Yes, and the fix should be no quotes IMO.
Whatever the decision (quotes or no quotes), I'd appreciate it if it was consistent between HTML and string repr :)
Could this be a configuration setting the you can toggle with pl.Config, which already controls other aspects of how a dataframe is represented in Jupyter?
I think there's a case to keep them inconsistent between str and html. The str representation is monospaced so having 2 quotes takes up a lot more space on the screen than the html version so it's not so cumbersome to have quotes in the html representation. Just to flag this...if the str representation gets changed then the pl.from_repr
function needs to be updated.
I think there's a case to keep them inconsistent between str and html. The str representation is monospaced so having 2 quotes takes up a lot more space on the screen than the html version so it's not so cumbersome to have quotes in the html representation. Just to flag this...if the str representation gets changed then the
pl.from_repr
function needs to be updated.
This is a really weak argument to defend the inconsistency.
I agree that pl.from_repr
also needs a change. My suggestion is that the Series/DataFrame str representations should emulate what the html representations do, where Series is just treated as a 1-column DataFrame with minimal modifications (the shape-tuple)(code pointers here and here).
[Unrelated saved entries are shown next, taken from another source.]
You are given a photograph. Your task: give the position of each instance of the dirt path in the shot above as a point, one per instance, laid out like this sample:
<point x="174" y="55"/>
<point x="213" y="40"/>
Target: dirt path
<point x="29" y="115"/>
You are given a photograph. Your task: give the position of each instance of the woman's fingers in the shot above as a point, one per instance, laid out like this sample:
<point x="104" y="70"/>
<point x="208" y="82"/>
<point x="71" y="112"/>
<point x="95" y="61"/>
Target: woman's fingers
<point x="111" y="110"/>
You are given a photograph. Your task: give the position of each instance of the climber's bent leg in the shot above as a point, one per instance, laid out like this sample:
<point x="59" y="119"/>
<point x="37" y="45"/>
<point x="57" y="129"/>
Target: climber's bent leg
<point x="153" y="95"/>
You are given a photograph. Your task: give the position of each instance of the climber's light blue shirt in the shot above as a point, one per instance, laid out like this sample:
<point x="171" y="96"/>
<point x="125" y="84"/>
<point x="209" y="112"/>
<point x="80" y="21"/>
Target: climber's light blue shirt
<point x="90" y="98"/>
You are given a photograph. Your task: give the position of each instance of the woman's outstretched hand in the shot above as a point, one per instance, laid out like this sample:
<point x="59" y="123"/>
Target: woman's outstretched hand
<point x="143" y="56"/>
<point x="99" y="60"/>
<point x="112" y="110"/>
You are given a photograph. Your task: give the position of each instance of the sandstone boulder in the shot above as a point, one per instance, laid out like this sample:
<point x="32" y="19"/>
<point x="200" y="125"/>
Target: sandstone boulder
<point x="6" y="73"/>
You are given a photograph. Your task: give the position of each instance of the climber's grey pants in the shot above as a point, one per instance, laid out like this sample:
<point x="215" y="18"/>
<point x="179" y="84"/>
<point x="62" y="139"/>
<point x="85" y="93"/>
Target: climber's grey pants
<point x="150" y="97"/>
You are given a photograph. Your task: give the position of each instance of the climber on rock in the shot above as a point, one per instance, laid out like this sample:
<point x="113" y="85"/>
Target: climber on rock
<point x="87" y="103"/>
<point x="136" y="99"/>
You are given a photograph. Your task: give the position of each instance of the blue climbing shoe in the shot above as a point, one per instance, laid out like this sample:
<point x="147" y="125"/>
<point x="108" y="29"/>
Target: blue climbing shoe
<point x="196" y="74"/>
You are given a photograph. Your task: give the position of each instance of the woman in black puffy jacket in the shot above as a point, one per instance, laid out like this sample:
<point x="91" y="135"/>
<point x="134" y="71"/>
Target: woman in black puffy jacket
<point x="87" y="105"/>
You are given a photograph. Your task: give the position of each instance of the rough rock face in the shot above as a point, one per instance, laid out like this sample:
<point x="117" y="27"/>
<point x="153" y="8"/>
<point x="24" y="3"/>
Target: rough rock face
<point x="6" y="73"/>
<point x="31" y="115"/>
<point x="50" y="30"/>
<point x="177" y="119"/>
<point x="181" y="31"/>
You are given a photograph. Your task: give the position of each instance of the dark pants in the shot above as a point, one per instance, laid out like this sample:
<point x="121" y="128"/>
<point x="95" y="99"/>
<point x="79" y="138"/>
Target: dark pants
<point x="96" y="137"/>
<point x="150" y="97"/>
I mentioned this in another issue related to this one. Overall I think it's much easier if we can just unify the representation styles and Series/DataFrame logic treatments, and it should help both in terms of consistency and beauty, as well as easier code maintenance.
I'm certainly biased towards the status quo, I won't deny that. If you erased my memory then I can't imagine defending inconsistency. While I acknowledge that, I like the quotes in vsc and I like being able to do print and get the monospacing output without quotes. If you told me I had to choose both with quotes or both without I don't know which I'd prefer.
Description
The normal
pl.DataFrame
repr shows items in astr
column without quotes, which I think is a good idea because (1) it takes up less space and (2) the column type is always shown anyway (and (3) it is consistent with how other packages visualize string items).However, the HTML representation in a Jupyter notebook wraps every str item in double quotes:
This is inconsistent with the normal repr and arguably worse for the reasons mentioned above. Therefore, I suggest to not wrap string items in quotes in the HTML repr as well.